Scenario 4: Device sensors real-time anomaly detection and notifications - Streaming Data Solutions on AWS

Scenario 4: Device sensors real-time anomaly detection and notifications

Company ABC4Logistics transports highly flammable petroleum products such as gasoline, liquid propane (LPG), and naphtha from the port to various cities. There are hundreds of vehicles which have multiple sensors installed on them for monitoring things such as location, engine temperature, temperature inside the container, driving speed, parking location, road conditions, and so on. One of the requirements ABC4Logistics has is to monitor the temperatures of the engine and the container in real-time and alert the driver and the fleet monitoring team in case of any anomaly. To detect such conditions and generate alerts in real-time, ABC4Logistics implemented the following architecture on AWS.


        ABC4Logistics’s device sensors real-time anomaly detection and notifications
          architecture

ABC4Logistics’s device sensors real-time anomaly detection and notifications architecture

Data from device sensors is ingested by AWS IoT Gateway, where the AWS IoT rules engine will make the streaming data available in Amazon Kinesis Data Streams. Using Managed Service for Apache Flink, ABC4Logistics can perform the real-time analytics on streaming data in Kinesis Data Streams.

Using Managed Service for Apache Flink, ABC4Logistics can detect if temperature readings from the sensors deviate from the normal readings over a period of ten seconds, and ingest the record onto another Kinesis Data Streams instance, identifying the anomalous records. Amazon Kinesis Data Streams then invokes Lambda functions, which can send the alerts to the driver and the fleet monitoring team through Amazon SNS.

Data in Kinesis Data Streams is also pushed down to Amazon Data Firehose. Amazon Data Firehose persists this data in Amazon S3, allowing ABC4Logistics to perform batch or near-real time analytics on sensor data. ABC4Logistics uses Amazon Athena to query data in Amazon S3, and Amazon QuickSight for visualizations. For long-term data retention, the S3 Lifecycle policy is used to archive data to Amazon S3 Glacier.

Important components of this architecture are detailed next.

Amazon Managed Service for Apache Flink

Amazon Managed Service for Apache Flink enables you to transform and analyze streaming data and respond to anomalies in real time. It is a serverless service on AWS, which means Managed Service for Apache Flink takes care of provisioning, and elastically scales the infrastructure to handle any data throughput. This takes away all the undifferentiated heavy lifting of setting up and managing the streaming infrastructure, and enables you to spend more time on writing steaming applications.

With Amazon Managed Service for Apache Flink, you can interactively query streaming data using multiple options, including Standard SQL, Apache Flink applications in Java, Python and Scala, and build Apache Beam applications using Java to analyze data streams.

These options provide you with flexibility of using a specific approach depending on the complexity level of streaming application and source/target support.

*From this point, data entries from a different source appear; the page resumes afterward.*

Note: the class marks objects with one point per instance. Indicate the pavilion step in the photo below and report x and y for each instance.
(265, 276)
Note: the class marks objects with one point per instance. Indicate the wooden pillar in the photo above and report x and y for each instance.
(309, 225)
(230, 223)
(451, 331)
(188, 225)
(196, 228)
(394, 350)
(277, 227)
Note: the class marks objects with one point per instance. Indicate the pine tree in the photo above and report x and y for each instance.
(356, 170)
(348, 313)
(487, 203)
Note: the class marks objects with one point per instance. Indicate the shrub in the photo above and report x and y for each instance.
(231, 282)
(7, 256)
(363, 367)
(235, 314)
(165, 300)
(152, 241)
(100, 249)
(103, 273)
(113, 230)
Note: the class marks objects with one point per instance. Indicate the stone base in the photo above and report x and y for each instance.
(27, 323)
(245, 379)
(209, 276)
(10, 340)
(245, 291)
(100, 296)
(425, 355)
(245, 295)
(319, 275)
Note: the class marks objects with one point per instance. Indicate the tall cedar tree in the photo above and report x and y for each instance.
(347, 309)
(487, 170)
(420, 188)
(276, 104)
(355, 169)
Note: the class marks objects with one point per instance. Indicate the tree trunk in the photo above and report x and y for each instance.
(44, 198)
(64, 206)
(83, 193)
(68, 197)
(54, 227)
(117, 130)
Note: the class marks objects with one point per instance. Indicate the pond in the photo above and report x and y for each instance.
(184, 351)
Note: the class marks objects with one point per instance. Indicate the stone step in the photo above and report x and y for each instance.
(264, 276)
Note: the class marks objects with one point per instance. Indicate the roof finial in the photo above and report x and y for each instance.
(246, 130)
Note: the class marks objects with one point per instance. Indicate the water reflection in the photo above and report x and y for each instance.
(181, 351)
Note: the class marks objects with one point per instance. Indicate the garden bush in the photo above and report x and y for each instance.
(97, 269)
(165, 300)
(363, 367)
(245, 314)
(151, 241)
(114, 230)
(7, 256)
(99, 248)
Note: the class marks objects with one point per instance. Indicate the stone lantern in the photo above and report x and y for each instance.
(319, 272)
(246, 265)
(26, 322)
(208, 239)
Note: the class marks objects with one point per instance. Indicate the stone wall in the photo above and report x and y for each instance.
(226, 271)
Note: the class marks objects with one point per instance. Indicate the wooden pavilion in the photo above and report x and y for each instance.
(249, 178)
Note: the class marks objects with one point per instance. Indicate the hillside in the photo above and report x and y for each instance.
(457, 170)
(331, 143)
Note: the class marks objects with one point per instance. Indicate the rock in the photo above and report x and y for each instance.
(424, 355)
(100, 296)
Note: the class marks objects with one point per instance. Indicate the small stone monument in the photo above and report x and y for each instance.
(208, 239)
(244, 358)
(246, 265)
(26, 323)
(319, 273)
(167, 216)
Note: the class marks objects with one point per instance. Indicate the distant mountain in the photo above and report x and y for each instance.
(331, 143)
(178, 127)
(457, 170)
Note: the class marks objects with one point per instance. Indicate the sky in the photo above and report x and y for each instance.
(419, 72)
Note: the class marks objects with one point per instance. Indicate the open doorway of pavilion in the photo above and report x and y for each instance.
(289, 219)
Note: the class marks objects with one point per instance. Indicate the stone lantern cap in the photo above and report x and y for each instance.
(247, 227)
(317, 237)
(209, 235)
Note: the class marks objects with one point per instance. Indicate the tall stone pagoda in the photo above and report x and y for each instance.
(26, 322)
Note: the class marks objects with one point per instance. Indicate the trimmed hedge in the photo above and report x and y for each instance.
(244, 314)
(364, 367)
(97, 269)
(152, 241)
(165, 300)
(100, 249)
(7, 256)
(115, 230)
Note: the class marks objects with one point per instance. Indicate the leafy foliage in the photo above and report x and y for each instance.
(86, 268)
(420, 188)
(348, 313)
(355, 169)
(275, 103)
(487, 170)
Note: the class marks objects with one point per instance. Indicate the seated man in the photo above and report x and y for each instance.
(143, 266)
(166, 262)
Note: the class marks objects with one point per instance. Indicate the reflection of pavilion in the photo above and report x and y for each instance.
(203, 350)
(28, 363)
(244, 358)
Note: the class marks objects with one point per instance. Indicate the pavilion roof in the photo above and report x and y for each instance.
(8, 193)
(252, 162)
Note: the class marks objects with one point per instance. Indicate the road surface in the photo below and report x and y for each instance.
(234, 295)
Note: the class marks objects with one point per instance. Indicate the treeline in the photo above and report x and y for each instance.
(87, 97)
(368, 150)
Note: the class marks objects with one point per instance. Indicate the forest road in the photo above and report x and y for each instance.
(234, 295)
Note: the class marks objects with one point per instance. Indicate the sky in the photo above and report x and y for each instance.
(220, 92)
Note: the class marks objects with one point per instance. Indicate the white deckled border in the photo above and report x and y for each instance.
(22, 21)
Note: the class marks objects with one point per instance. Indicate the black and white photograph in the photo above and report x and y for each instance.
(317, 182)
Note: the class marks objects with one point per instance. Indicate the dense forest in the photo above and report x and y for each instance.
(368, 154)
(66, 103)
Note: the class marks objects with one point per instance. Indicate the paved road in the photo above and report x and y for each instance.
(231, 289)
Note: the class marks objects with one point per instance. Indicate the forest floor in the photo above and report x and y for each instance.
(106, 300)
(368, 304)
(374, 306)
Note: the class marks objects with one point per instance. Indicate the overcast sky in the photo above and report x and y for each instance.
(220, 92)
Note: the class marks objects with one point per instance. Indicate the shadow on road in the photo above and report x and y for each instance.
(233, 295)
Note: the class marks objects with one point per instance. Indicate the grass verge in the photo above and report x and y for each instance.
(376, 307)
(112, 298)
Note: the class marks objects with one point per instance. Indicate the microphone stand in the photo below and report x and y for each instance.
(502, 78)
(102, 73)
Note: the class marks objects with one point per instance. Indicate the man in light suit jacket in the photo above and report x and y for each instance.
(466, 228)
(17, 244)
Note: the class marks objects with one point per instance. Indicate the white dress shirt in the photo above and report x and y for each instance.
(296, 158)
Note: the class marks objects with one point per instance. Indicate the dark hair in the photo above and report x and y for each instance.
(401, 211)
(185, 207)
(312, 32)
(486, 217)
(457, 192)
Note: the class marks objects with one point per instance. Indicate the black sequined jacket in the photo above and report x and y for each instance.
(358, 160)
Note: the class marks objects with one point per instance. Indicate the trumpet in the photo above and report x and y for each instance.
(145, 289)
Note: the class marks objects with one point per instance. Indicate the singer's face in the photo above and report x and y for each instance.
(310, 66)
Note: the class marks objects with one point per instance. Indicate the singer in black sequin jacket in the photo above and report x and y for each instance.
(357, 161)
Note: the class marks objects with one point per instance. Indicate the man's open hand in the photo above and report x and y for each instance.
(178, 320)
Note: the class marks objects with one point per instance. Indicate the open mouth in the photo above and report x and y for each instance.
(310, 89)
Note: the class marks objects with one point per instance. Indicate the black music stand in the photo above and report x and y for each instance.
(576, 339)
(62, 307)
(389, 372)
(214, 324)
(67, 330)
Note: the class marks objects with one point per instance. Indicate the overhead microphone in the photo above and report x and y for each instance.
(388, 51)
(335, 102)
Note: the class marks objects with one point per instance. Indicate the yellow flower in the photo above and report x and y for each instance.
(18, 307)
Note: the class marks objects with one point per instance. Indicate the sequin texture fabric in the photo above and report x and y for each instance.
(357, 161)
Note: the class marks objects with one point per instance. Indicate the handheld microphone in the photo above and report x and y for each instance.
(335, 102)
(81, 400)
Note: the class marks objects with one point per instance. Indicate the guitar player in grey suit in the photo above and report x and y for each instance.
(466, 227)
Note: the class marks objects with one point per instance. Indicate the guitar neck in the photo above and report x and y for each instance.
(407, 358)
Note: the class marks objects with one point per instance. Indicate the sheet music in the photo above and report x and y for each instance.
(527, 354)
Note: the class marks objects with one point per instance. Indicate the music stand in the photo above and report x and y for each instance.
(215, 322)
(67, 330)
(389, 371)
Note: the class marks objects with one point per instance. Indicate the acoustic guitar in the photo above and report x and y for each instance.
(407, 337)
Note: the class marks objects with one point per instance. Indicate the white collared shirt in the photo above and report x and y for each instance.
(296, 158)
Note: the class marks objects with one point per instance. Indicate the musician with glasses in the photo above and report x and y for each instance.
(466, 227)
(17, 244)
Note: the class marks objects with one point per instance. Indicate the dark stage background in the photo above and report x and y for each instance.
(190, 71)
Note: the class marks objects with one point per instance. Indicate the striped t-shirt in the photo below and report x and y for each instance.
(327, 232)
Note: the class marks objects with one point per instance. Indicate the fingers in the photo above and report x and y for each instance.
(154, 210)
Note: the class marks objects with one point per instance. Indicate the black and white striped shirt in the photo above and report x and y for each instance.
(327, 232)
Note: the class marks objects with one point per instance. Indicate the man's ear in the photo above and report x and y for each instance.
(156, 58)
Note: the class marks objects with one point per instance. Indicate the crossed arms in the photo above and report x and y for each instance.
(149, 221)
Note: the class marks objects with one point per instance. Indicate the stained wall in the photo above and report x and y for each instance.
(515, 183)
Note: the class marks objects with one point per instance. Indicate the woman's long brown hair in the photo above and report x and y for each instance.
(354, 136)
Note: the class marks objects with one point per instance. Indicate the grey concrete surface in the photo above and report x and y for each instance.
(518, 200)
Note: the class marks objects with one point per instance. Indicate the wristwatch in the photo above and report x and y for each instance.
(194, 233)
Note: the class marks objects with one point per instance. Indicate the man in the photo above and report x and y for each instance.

The following section discusses Managed Service for Apache Flink for Flink applications.

Apache Flink is a popular open-source framework and distributed processing engine for stateful computations over unbounded and bounded data streams. Apache Flink is designed to perform computations at in-memory speed and at scale with support for exactly-one semantics. Apache Flink-based applications help achieve low latency with high throughput in a fault tolerant manner.

With Amazon Managed Service for Apache Flink, you can author and run code against streaming sources to perform time series analytics, feed real-time dashboards, and create real-time metrics without managing the complex distributed Apache Flink environment. You can use the high-level Flink programming features in the same way that you use them when hosting the Flink infrastructure yourself.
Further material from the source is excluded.